The Company
CBC Books | | Posted: August 21, 2020 6:17 PM | Last Updated: August 25, 2020
Stephen R. Bown
The story of the Hudson's Bay Company, dramatic and adventurous and complex, is the story of modern Canada's creation. And yet it hasn't been told in a book for over 30 years, and never in such depth and vivid detail as in Stephen R. Bown's exciting new telling.
The Company started out small in 1670, trading practical manufactured goods for furs with the Indigenous inhabitants of inland subarctic Canada. Controlled by a handful of English aristocrats, it expanded into a powerful political force that ruled the lives of many thousands of people — from the lowlands south and west of Hudson Bay, to the tundra, the great plains, the Rocky Mountains and the Pacific northwest. It transformed the culture and economy of many Indigenous groups and ended up as the most important political and economic force in northern and western North America.
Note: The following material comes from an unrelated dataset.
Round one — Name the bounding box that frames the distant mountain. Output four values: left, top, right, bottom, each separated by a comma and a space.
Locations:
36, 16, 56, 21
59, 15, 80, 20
When the Company was faced with competition from French traders in the 1780s, the result was a bloody corporate battle, the coming of Governor George Simpson — one of the greatest villains in Canadian history — and the Company assuming political control and ruthless dominance. By the time its monopoly was rescinded after 200 years, the Hudson's Bay Company had reworked the entire northern North American world.
Stephen R. Bown has a scholar's profound knowledge and understanding of the Company's history, but wears his learning lightly in a narrative as compelling, and rich in well-drawn characters, as a page-turning novel. (From Doubleday Canada)
Stephen R. Bown is a writer from Canmore, Alta. He writes primarily historical nonfiction. His previous books include Island of the Blue Foxes, Scurvy, The Last Viking and 1494.